Tamaddon currently presents a Monday to Friday daytime show called Daytimes with Hayley Tamaddon on Coastal Radio DAB, a radio station covering the Blackpool area.

===Film===
Tamaddon appeared in a short film in June 2008 promoting road safety to young people in Cheshire.
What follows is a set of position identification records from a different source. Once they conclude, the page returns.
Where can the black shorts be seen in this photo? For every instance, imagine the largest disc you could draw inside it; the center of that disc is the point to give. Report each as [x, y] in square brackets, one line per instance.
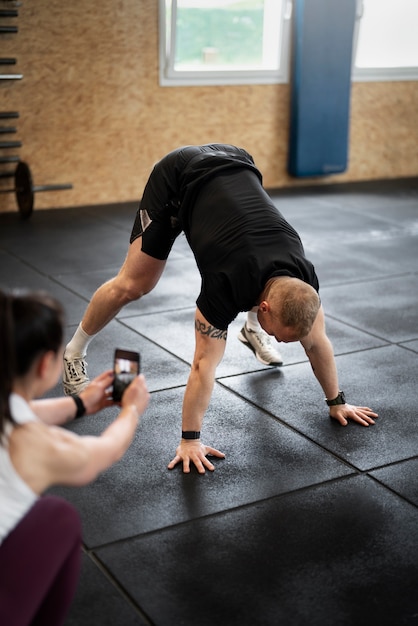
[158, 231]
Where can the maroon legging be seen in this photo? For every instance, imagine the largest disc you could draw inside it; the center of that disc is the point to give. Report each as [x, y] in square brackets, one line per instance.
[40, 564]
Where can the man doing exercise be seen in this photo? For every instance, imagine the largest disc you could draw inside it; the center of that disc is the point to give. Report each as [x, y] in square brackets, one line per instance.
[249, 258]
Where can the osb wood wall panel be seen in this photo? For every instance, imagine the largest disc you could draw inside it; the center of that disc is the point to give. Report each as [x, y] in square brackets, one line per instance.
[92, 112]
The film was made in conjunction with the Cheshire Constabulary and the Cheshire Safer Roads Partnership.

It was announced in May 2017 Tamaddon would appear in comedy feature Eaten by Lions alongside Antonio Aakeel and Jack Carroll, directed by Jason Wingard.

==Filmography==
===Television===

| Year | Title | Role | Notes |
| 2004 | Where the Heart Is | Nurse | Episode: "Body & Soul" |
| 2005 | The Royal | Rosie | Episode: "The Way We Were" |
| 2005–2007 | Emmerdale | Del Dingle | Regular role; 213 episodes |
| 2006 | Stars in Their Eyes | Herself | Contestant; winner |
| 2007 | Soapstar Superstar | Contestant; runner-up |
| Soapstar Superchef | Contestant; winner |
| 2008 | The Royal Today | Alison Garson | Series 1: Episode 24 |
| Hider in the House | Herself | Participant |
| 2009 | Shameless | Calista | Episode: "Trouble in Paradise" |
| 2010 | Dancing on Ice | Herself | Contestant; winner |
| Waterloo Road | Zoe | Series 5: Episode 19 |
| All Star Family Fortunes | Herself | Contestant |
| 2011 | This Morning | Dancing on Ice correspondent |
| Ten Mile Menu | Contestant |
| 2012 | Accused | Leanne | Episode: "Mo's Story" |
| 2013–2015 | Coronation Street | Andrea Beckett | Regular role; 148 episodes |
| 2014 | Dancing on Ice | Herself | Contestant; all stars; runner-up |
| This Morning | Guest |
| Tipping Point: Lucky Stars | Contestant |
| 2015 | Celebrity Squares | Guest |
Celebrity Juice
| 2018 | Eaten by Lions | Sara | Film |
| 2019 | The Chase | Herself | Contestant |
| 2021 | At Home With Hayley | Guest |
| 2022 | Fame in the Family | Celebrity dinner party host |
| 2023 | Unforgotten | Judy Mexbury | 2 episodes |
| 2025 | Pictionary | Herself | Series 1, Episode 16 |
| 2025 | Pushers | Kayla | Series 1, Episode 5 |
| 2025 | The High Street Shops We Loved & Lost | Narrator | Series 1, Episodes 1 and 2 |
| 2026 | Betrayal | Fatimah Feyzi | Series 1 |

==Theatre credits==

| Year | Title | Role | Notes |
| 1997–1998 | Fame | Various | Cambridge Theatre; UK Tour |
| 2001 | Mamma Mia! | Lisa | Prince Edward Theatre |
| 2002 | Boogie Nights | Trish | Bradford Alhambra |
| 2003 | A Chorus Line | Diana Morales | Sheffield Crucible |
| 2007 | The Rocky Horror Show | Janet Weiss | UK Tour |
| 2007–2008 | Grease | Frenchie |
| 2008–2009 | Cinderella | Cinderella | Bradford Alhambra |
| 2010 | Spamalot | Lady of the Lake | UK Tour |
| 2011–2012 | Sleeping Beauty | Princess Aurora | Theatre Royal, Norwich |
| 2012–2013 | Jack and the Beanstalk | The Princess | Forum Theatre, Billingham |
| 2016 | Chicago | Roxie Hart | UK Tour |
| 2017–2018 | Aladdin | Princess Jasmine | Bristol Hippodrome |
| 2018 | Thoroughly Modern Millie | Millie | Richmond Theatre |
| 2018–2019 | Aladdin | Princess Jasmine | Palace Theatre, Newark |
| 2019 | Everybody's Talking About Jamie | Miss Hedge | Apollo Theatre |
| 2021–2022 | Cinderella | Fairy Godmother | Pavilion Theatre, Rhyl |
| 2022–2023 | Sleeping Beauty | Good Fairy | Grand Theatre, Blackpool |

==Personal life==
Tamaddon was engaged to Darren Charles, a dancer and choreographer from Grimsby but called off the wedding after he admitted having cheated on her whilst she was filming Dancing on Ice. In the press, she later ruled out any possibility of a reconciliation. She was in a relationship with comedian Marcus Brigstocke, with whom she had worked on Spamalot in 2010, leading to his divorce from his wife Sophie.

In June 2014, Tamaddon was admitted to hospital after the pressure of working on Coronation Street and the Dancing on Ice tour became too much for her.